One clause, known as the stabilisation clause, effectively locks in the current legal framework, preventing any future Tongan laws from diminishing TOML’s rights unless required by international law. This could severely limit Tonga’s ability to introduce stronger environmental safeguards or adjust financial terms in response to changing circumstances. If new laws do impact TOML’s operations, the State must restore the company’s “economic rights” or face the risk of contract termination.
While TOML must comply with ISA environmental rules, the agreement leaves primary monitoring in the company’s hands. Much of the work can be subcontracted, yet the State has no direct control over these contractors beyond TOML’s own assurances.
Tonga will not receive a share of the minerals or the profits from processing them. Instead, the country’s income is tied to a fixed payment per tonne of nodules recovered, adjusted only for inflation. This means Tonga’s earnings are capped and predictable, but limited even if the project turns into a global mining boom. If world prices for nickel, cobalt or copper double or triple, TOML keeps almost all of the upside while Tonga’s per-tonne payment changes only marginally.
Adding to the concern, Tonga will not begin receiving these payments until an undisclosed future date. In the meantime, its legal responsibilities as the sponsoring State under the United Nations Convention on the Law of the Sea take effect immediately. This leaves the country exposed to potential environmental or legal liabilities before earning a single dollar from the venture.
The Deed of Guarantee from TMC offers only “limited indemnification” for liabilities. As the sponsoring State, Tonga could still face substantial financial exposure for environmental damage or regulatory breaches by TOML or its subcontractors. In practice, that could mean taxpayers footing the bill and less money available for schools, hospitals or basic services if things go wrong.
Some Pacific neighbours have negotiated deals that include profit-sharing or greater state oversight, ensuring a stake in potential windfalls. By contrast, Tonga’s arrangement leaves the nation as a guarantor for a private venture, with benefits that depend entirely on production volume and not on the actual value of the metals recovered.
With so much at stake legally, environmentally and financially, the agreement raises questions that demand immediate answers.
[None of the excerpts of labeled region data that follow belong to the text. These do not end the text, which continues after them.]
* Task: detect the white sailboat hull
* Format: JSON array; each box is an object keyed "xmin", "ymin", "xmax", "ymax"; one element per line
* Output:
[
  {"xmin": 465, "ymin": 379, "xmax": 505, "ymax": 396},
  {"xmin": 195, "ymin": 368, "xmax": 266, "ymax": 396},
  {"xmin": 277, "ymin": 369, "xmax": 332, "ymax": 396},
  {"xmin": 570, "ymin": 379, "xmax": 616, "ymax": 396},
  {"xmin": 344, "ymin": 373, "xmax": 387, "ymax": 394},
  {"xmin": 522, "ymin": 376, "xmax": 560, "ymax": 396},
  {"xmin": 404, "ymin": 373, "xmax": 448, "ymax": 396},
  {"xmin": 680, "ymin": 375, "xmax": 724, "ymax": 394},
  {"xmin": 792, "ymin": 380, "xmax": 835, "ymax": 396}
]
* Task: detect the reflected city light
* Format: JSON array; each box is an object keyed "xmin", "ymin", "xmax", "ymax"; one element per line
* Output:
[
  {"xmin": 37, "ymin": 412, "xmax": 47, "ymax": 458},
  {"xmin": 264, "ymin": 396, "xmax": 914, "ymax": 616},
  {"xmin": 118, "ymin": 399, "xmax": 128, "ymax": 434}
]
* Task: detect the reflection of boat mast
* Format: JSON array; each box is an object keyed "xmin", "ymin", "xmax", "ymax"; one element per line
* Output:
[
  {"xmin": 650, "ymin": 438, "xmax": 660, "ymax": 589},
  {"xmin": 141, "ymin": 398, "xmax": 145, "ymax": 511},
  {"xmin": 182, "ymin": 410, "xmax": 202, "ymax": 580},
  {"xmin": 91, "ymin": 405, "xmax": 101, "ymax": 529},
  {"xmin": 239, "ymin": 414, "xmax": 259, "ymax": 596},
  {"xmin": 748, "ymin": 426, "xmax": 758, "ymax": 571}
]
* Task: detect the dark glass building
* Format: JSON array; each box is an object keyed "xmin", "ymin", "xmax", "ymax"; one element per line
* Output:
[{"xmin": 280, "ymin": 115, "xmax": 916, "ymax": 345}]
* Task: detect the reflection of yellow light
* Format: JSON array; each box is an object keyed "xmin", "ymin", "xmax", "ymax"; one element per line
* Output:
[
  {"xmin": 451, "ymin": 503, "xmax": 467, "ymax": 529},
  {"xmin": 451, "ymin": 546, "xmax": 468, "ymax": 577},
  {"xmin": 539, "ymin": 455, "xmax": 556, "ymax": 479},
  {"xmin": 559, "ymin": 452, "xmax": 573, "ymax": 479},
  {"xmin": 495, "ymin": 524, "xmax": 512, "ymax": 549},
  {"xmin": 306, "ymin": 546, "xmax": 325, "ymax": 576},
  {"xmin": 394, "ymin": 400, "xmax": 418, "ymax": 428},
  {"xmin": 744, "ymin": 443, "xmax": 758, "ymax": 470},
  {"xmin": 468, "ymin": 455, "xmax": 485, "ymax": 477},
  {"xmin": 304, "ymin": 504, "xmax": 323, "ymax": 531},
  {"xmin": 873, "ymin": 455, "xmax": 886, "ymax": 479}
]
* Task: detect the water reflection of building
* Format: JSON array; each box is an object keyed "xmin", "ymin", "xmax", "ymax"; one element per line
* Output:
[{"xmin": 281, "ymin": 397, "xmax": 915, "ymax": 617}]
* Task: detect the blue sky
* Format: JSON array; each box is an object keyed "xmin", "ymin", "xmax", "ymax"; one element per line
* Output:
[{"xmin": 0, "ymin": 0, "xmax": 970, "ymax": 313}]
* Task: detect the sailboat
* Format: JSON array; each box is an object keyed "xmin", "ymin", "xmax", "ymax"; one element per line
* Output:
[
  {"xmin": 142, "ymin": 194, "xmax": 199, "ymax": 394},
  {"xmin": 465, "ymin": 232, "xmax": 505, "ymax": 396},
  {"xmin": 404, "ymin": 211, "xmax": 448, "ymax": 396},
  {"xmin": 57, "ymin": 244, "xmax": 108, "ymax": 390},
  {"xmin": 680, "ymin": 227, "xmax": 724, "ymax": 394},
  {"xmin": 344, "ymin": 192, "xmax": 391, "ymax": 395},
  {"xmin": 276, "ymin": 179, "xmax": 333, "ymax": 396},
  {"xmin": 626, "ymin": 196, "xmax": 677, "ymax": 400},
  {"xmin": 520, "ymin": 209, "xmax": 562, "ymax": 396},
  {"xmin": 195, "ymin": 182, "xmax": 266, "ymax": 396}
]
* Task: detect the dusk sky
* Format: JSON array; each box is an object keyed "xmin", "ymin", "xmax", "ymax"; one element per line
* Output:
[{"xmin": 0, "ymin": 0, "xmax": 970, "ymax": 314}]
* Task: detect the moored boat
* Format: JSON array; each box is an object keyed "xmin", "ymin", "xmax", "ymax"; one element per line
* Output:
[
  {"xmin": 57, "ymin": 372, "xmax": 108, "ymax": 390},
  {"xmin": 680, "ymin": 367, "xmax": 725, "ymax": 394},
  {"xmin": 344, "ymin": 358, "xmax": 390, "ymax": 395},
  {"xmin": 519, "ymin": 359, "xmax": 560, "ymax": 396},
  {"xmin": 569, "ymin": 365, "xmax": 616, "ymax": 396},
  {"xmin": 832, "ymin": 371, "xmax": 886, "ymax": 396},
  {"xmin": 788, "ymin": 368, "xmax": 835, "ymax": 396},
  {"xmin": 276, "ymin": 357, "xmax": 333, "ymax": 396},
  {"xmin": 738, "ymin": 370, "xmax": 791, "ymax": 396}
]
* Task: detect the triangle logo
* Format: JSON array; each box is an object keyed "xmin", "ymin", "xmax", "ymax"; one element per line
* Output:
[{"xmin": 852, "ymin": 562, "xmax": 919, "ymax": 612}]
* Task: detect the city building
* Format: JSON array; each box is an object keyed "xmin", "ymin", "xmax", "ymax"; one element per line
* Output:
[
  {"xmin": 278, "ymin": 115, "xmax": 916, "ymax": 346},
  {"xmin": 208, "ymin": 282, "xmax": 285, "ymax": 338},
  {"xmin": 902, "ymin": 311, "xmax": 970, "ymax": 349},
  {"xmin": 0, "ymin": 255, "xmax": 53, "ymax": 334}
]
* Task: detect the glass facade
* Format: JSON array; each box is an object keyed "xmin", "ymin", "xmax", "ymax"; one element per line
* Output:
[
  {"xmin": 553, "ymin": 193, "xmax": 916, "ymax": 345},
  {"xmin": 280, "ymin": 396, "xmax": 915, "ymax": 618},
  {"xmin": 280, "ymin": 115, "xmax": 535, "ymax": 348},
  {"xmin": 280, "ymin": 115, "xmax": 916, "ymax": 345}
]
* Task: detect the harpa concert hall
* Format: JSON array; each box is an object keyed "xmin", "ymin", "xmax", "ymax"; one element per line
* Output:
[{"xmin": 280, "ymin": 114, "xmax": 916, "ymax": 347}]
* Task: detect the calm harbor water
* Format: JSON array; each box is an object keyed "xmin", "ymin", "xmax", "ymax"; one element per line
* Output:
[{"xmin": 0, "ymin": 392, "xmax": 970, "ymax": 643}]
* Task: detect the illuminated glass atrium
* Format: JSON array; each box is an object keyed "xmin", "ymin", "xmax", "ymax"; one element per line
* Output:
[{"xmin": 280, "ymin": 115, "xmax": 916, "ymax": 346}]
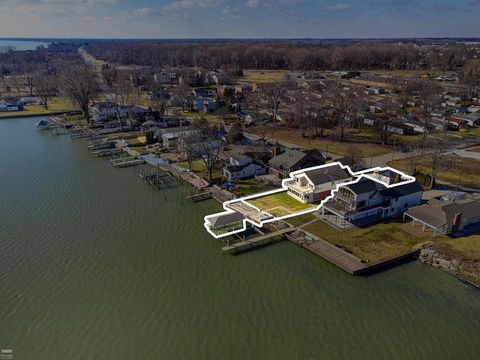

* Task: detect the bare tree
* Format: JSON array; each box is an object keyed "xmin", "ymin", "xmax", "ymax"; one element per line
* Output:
[
  {"xmin": 376, "ymin": 101, "xmax": 400, "ymax": 145},
  {"xmin": 197, "ymin": 126, "xmax": 222, "ymax": 181},
  {"xmin": 460, "ymin": 60, "xmax": 480, "ymax": 101},
  {"xmin": 33, "ymin": 72, "xmax": 55, "ymax": 110},
  {"xmin": 61, "ymin": 65, "xmax": 98, "ymax": 123},
  {"xmin": 328, "ymin": 82, "xmax": 361, "ymax": 141},
  {"xmin": 429, "ymin": 140, "xmax": 447, "ymax": 186},
  {"xmin": 418, "ymin": 82, "xmax": 441, "ymax": 139},
  {"xmin": 262, "ymin": 83, "xmax": 284, "ymax": 124}
]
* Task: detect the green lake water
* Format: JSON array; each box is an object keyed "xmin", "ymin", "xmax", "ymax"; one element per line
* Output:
[{"xmin": 0, "ymin": 119, "xmax": 480, "ymax": 360}]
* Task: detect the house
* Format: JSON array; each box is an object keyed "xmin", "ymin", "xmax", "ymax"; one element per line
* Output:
[
  {"xmin": 450, "ymin": 113, "xmax": 480, "ymax": 127},
  {"xmin": 223, "ymin": 154, "xmax": 266, "ymax": 181},
  {"xmin": 404, "ymin": 199, "xmax": 480, "ymax": 236},
  {"xmin": 162, "ymin": 126, "xmax": 200, "ymax": 150},
  {"xmin": 234, "ymin": 84, "xmax": 258, "ymax": 95},
  {"xmin": 322, "ymin": 176, "xmax": 423, "ymax": 225},
  {"xmin": 447, "ymin": 117, "xmax": 468, "ymax": 130},
  {"xmin": 206, "ymin": 211, "xmax": 245, "ymax": 235},
  {"xmin": 193, "ymin": 96, "xmax": 217, "ymax": 113},
  {"xmin": 286, "ymin": 164, "xmax": 352, "ymax": 204},
  {"xmin": 0, "ymin": 96, "xmax": 23, "ymax": 112},
  {"xmin": 90, "ymin": 101, "xmax": 128, "ymax": 123},
  {"xmin": 177, "ymin": 135, "xmax": 224, "ymax": 159},
  {"xmin": 268, "ymin": 149, "xmax": 325, "ymax": 179}
]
Who provided the Government’s legal and technical advice during these negotiations, and was there any independent assessment of the environmental and fiscal risks? Were alternative contractual models explored, or was Tonga simply presented with a take-it-or-leave-it offer? And in a deal where key financial terms are redacted, how will transparency and accountability be ensured?
For a small island nation, these choices are not measured in abstract clauses and redacted pages. They will be felt in classrooms, hospitals and village halls, in the health of the ocean that feeds communities, and in the sovereignty of a country whose future should not be signed away without the full consent and understanding of its people.